OmniData is OmniRuntime’s fast data access and collaboration layer targetting data transfer reduction between the segregated data and compute layers, which commonly seen in morden data centers.
Rather than directly loading files from the storage side and then processing data, the OmniData offloads specific operations to the storage side for near-data processing. The objective is to cull the amount of required network communication and overall computation.
OmniData achieves this by dividing the query execution into several segments matching the data distribution. Each segment representing sub-processing operations is then sent to the near or on storage node for execution. Affinity scheduling is used to avoid overloading the storage node computational capability and retain a high through overall throughput. The segment operations allow local data loading and processing.
On top of its near data processing capabilities, OmniData also offer the following features:
Data encryption and compression leveraging native heterogeneous computing devices, the hardware accelerated adedicated encryption and compression capability engine can dramatically increase the data processing throughput.
Dynamic data filtering: we leverage dynamic code generation to support in-nic operations in order to maximize the processing throughput while reducing the resource used.

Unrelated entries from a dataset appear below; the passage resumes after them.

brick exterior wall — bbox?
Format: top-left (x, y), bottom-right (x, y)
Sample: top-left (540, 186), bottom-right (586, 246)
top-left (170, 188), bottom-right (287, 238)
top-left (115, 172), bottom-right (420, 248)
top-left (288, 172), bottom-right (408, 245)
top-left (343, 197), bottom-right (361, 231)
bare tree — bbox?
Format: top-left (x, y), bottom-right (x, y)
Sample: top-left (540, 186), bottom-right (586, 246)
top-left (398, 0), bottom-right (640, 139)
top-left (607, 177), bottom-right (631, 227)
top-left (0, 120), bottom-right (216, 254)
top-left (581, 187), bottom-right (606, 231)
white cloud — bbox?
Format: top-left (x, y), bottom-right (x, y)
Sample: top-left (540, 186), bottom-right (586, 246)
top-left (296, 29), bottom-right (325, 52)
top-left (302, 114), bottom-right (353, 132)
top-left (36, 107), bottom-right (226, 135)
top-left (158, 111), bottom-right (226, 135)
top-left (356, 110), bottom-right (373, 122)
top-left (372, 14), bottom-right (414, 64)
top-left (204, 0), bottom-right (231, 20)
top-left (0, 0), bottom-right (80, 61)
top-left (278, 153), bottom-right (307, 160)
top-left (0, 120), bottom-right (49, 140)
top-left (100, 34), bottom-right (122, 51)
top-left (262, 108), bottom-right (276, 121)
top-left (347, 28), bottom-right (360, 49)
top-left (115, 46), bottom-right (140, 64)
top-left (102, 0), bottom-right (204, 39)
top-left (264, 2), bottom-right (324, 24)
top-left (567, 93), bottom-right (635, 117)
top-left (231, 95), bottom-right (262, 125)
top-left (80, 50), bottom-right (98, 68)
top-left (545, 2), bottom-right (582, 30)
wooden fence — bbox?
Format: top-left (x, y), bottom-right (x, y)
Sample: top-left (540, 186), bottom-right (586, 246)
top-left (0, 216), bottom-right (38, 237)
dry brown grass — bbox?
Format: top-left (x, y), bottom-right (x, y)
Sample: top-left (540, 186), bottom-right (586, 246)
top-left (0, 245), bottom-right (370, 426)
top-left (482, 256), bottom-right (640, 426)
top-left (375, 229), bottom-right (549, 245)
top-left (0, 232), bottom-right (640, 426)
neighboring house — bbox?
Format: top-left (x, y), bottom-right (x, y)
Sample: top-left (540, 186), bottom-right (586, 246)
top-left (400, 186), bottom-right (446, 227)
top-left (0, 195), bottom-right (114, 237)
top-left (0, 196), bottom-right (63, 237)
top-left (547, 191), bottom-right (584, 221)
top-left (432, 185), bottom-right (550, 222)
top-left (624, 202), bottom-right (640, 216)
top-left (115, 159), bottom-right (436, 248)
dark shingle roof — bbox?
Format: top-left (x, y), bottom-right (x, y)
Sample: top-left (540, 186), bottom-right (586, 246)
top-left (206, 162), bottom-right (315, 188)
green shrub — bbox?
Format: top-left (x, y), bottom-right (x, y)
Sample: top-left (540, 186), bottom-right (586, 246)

Network stack offloading: TOE and Zero-copy acceleration is further leverage for transferring the results from the local computation
Figure 7. OmniData Operation Schematic
OmniRuntime uses the combination of OmniJIT, OminVec, OmniOperator, OmniCache, and OmniData to provide a common data processing foundation for next-generation analytics platforms. OmniRuntime dramatically reduces the burden of creating custom optimization by offering a generic engine with contextualized optimization capabilities for different analysis engines.
Omniruntime framework supports heterogeneous hardware environments including various processors (x86, ARM), accelerators (GPU, FPGA, ..), and interconnects.
OmniRuntime’s powerful capabilities for next-generation data processing enable the data analytics engines to meet current and future business requirements of high concurrency, high throughput, over structured and unstructured queries.